Published in Transportation

VW held back evidence from investigators

by on26 September 2019

Rigged emissions scandal will not go away

German prosecutors have accused Volkswagen's CEO of holding back market-moving information on rigged emissions tests four years ago.

This is terrible news for Adolf Hitler's favorite car company, which is trying to reinvent itself as a champion of clean driving by releasing some new electric cars.

Prosecutors in the city of Braunschweig said it would press criminal charges of stock market manipulation against Volkswagen CEO Herbert Diess, as well as non-executive Chairman Hans Dieter Poetsch and former CEO Martin Winterkorn.

The charges show how the German company, which in September 2015 admitted using illegal software to cheat US diesel engine tests, is struggling to move on from a scandal which has cost it more than $30 billion in vehicle refits, fines, and provisions.

In a statement issued after an emergency meeting, the (VW supervisory) board's executive committee said it "cannot see that there was any deliberate attempt not to inform the capital market".

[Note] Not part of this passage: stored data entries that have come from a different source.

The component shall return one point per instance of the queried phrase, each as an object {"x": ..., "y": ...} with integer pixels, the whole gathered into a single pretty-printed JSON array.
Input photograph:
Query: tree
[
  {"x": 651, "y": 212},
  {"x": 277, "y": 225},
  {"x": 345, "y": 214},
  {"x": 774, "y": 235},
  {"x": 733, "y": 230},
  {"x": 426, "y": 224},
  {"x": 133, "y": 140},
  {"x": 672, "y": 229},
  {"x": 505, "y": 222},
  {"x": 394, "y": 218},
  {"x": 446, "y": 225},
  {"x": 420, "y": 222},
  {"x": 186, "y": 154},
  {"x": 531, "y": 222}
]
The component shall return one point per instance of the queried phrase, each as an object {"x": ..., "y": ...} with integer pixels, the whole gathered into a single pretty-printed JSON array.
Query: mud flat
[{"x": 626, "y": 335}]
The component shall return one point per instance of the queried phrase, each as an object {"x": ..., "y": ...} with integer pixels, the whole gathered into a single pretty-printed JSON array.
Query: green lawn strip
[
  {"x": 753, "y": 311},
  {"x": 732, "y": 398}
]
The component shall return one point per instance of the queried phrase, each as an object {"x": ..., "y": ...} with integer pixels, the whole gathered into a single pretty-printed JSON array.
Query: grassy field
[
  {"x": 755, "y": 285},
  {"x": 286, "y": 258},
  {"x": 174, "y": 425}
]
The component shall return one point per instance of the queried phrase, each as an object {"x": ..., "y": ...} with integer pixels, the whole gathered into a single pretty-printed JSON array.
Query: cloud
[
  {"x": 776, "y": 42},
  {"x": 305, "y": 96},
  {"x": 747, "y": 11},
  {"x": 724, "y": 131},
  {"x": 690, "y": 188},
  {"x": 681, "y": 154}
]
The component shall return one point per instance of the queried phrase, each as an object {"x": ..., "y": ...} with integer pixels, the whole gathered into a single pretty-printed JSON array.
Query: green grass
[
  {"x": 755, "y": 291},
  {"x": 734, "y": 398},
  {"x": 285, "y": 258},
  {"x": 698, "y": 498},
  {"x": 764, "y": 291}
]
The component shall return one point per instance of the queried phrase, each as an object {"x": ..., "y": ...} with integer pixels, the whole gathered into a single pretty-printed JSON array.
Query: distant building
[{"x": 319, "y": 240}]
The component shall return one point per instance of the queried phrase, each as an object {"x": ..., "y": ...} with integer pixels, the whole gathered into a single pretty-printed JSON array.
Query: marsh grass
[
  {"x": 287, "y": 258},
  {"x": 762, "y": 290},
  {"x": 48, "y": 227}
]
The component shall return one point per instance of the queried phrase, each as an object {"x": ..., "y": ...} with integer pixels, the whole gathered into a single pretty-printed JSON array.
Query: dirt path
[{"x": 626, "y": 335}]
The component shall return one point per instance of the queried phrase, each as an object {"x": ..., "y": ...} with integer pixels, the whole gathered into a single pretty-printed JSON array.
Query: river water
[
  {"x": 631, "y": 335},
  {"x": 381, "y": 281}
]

The former US regulator who helped bring Volkswagen's cheating to light dismissed the company's arguments. "The excuse that top managers knew nothing is feeble", Alberto Ayala, who served at the California Air Resources Board (CARB) until 2017, told German news magazine, Spiegel. Separately on Tuesday, German prosecutors hit rival carmaker Daimler with an 870 million euro fine for breaking diesel emissions rules. The Stuttgart-based maker of Mercedes-Benz cars said it would not appeal.